Green Industrialisation for African Growth within Climate Limitations

As the UN Climate Change Conference COP26 continues in Glasgow this week, Maris Head of Renewables, Harry Minter considers the crossroads Africa finds itself:

If the international community is going to secure global net zero greenhouse gas emissions by mid-century, the well-trodden get-dirty, get-rich, get-clean path to industrialisation will not be an option for African nations. As Arkebe Oqubay, Senior Minister and Special Adviser to the Prime Minister of Ethiopia, put it ‘economic development which destroys the environment is no longer a real option.’ Green growth is the only path ahead.

Feeling the Impact of Climate Change

The injustice of this situation is clear: Africa played very little part in creating the climate crisis, yet, according to Vera Songwe, Executive Secretary for the UN’s Commission for Africa, ‘it is expected that, in the future, African counties will be spending about 15 per cent of GDP to respond to climate crisis.’

At Maris we have repeatedly felt the negative impact of climate events. Our five Mozambican businesses were directly affected when cyclones Idai and Kenneth hit within six weeks of each other in 2019. Similarly, flash floods in the horn of Africa have more than once impacted operations at Maris’ solar plants in Somalia. In each case logistics for the affected companies became more challenging, less efficient, and more expensive. Staff absenteeism increased, equipment was damaged, business productivity decreased, and project income fell.

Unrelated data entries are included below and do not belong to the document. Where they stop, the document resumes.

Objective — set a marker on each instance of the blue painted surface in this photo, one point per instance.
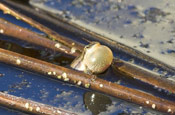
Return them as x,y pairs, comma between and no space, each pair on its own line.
39,88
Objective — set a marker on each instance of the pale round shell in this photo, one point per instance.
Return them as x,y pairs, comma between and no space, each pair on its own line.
98,59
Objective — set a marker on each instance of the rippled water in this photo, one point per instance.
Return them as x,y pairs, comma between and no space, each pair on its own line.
145,26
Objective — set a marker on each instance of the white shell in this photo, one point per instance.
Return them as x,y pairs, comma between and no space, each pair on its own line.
96,58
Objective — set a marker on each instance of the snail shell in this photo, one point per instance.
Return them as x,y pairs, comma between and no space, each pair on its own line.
96,58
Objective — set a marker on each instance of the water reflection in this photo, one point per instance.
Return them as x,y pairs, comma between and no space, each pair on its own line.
96,102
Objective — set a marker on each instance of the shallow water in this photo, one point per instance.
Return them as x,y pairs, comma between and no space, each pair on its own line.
147,26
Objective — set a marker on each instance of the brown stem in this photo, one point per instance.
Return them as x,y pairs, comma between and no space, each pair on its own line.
87,81
30,106
18,32
66,41
138,73
126,68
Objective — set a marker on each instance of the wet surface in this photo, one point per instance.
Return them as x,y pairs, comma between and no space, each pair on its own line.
36,87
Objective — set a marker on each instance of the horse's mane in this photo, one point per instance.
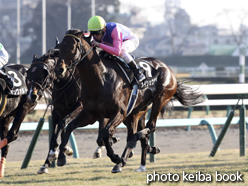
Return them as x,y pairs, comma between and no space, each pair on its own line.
73,31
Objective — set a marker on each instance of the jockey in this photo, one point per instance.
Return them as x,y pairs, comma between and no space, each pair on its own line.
4,58
115,39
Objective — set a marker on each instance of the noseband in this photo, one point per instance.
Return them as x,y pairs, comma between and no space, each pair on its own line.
81,51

We are not alone. The CDC recently carried out a survey of the senior management of its Africa-focused investment funds. The results revealed that 48 per cent of participants had experienced an extreme weather event which had significantly impacted their company.

Embracing a Green Industrial Revolution

Devastating weather events will not be the only consequence of unchecked climate change in Africa. As global economies undergo structural changes towards decarbonization, African nations are also at risk of negative economic consequences including reduced financing options and emissions-related export penalties.

But the climate crisis also presents compelling opportunities. Africa can leapfrog more developed nations and grow low-carbon industries from the ground up, thus side-stepping the expensive transition from fossil fuels to renewables that the developed world is currently having to navigate.

To drive this economic growth and contribute to the green transition, the continent must look to leverage its enormous renewable energy potential and its rich natural capital endowments responsibly and strategically. In addition to reducing their own emissions, richer nations must follow-through on their commitments to both financial and non-financial support for climate change adaptation for African countries. Given Africa’s debt burden has already risen in the wake of Covid-19, financial commitments must be affordable and allow African countries the fiscal space to scale up investment in climate change action.

While it is disappointing that developed nations have officially delayed their pledge to meet the pre-2020 climate finance gap of $100 billion per year to 2023, it is encouraging to see that 500 global financial services firms agreed to align $130 trillion – some 40 per cent of the world’s financial assets – with the climate goals set out in the Paris Agreement.

Maris Supporting Green Economic Transformation

At Maris, we strongly believe that the finance industry must drive the effort beyond what developed nation states can do alone.

Green Industrialisation

This is why in 2016 we launched Equator Energy, East Africa’s market-leading commercial and industrial solar company, which is playing a crucial role in helping East African nations to achieve a green economic transformation. By providing fully financed solar solutions, its industrial clients benefit from cleaner and more affordable energy – reducing their operating overheads while significantly reducing their carbon footprint. Equator Energy saves a huge 32.4 million kilograms of CO2 across its solar plants and generates a total commercial saving to its clients of 3.9 million USD per year, figures which will double within the next two years.

Similarly, Maris is investing in the nascent electric-mobility sector in Kenya. e-Zuri will provide a cleaner and more affordable transport ecosystem consisting of electric motorcycle-taxis, smart batteries, and the associated infrastructure of intelligent battery swap stations. These innovations reduce carbon emissions, have a positive social impact, and provide compelling financial returns at scale.

With the right support from a variety of stakeholders, including governments, investors, businesses, international finance institutions, and civil society, African countries can carve out a path that respects planetary limits while meeting economic imperatives –  driving faster growth in a greener global context.